Arabie saoudite : condamnation d’une femme à une longue peine d’emprisonnement pour déclarations en ligne
En Arabie saoudite, Manahel al-Otaibi, âgée de 29 ans, a été condamnée à onze ans de prison pour son soutien aux droits des femmes et son choix vestimentaire. C’est ce que rapportent les organisations de défense des droits humains Amnesty International et ALQST. Celles-ci réclament sa libération inconditionnelle.
Selon ces organisations, la monitrice de fitness a été condamnée par la Cour pénale spéciale saoudienne (SCC) le 9 janvier. Elle a notamment été accusée d’avoir appelé, sur les réseaux sociaux, à la fin du système de tutelle masculine en vigueur dans le pays. On lui reproche également d’avoir posté des vidéos dans lesquelles elle porte des vêtements prétendument « indécents » et se rend dans des magasins sans l’abaya (habit traditionnel).

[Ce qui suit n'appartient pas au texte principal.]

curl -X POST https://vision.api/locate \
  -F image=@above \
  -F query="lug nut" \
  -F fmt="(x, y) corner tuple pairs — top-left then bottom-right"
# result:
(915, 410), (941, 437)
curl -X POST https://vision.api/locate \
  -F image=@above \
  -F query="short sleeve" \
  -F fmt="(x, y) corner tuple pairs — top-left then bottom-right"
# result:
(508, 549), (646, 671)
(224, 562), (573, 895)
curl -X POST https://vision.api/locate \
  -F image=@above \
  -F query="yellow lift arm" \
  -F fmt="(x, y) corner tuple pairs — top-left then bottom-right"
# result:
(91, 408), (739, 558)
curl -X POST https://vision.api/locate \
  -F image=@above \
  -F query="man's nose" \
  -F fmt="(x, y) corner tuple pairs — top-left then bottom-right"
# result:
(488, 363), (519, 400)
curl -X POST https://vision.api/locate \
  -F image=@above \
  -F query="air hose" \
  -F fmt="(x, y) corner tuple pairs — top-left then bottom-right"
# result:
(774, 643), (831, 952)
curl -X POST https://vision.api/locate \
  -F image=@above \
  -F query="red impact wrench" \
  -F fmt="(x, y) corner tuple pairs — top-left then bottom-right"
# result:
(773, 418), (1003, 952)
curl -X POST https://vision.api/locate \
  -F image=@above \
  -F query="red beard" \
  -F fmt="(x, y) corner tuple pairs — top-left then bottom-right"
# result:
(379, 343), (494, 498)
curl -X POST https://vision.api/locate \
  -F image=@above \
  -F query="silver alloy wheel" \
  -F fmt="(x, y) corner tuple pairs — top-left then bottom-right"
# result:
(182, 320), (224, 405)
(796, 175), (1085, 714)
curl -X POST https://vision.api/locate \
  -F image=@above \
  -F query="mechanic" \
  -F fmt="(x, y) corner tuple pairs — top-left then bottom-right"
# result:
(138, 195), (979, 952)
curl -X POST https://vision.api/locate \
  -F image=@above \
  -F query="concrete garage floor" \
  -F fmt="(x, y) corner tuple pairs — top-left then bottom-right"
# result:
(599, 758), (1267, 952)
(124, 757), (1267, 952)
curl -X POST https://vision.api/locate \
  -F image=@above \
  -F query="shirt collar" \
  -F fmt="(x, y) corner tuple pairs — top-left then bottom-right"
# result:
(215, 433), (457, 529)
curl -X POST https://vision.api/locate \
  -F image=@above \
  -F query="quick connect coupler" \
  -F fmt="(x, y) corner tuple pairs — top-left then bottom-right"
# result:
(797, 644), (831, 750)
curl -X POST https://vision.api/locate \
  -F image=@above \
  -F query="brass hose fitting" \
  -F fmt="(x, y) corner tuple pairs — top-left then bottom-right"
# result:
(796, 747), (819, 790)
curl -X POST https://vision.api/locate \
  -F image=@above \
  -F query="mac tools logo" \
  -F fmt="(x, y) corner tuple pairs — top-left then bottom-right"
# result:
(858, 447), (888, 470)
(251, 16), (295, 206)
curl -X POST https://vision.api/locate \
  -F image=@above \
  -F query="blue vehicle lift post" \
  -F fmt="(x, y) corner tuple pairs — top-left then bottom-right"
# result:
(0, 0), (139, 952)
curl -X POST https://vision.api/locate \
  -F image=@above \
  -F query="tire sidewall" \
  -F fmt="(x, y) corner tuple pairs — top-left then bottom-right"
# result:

Selon Amnesty International, les autorités ont formulé des allégations similaires contre sa sœur. Mais celle-ci aurait fui le pays en 2022 après avoir reçu une citation à comparaître.
L’Arabie saoudite confirme la condamnation
Plusieurs rapporteuses spéciales ainsi que des experts de l’ONU se sont renseignés auprès des autorités saoudiennes sur ces deux cas en décembre. La demande décrit Manahel al-Otaibi comme une militante des droits des femmes avec une présence active dans les médias sociaux. En plus des revendications sur les droits des femmes, elle a également partagé du contenu sur les droits d’autres groupes marginalisés.
La Mission permanente de l’Arabie saoudite auprès de l’ONU à Genève a confirmé la condamnation dans sa réponse de janvier – indiquant que la jeune femme a été déclarée coupable de « crimes terroristes ». Amnesty International qualifie ces allégations d’absurdes et critique le fait que la famille de Manahel al-Otaibi n’ait pas eu accès aux dossiers du tribunal.
Selon les autorités saoudiennes, la décision n’est pas encore définitive.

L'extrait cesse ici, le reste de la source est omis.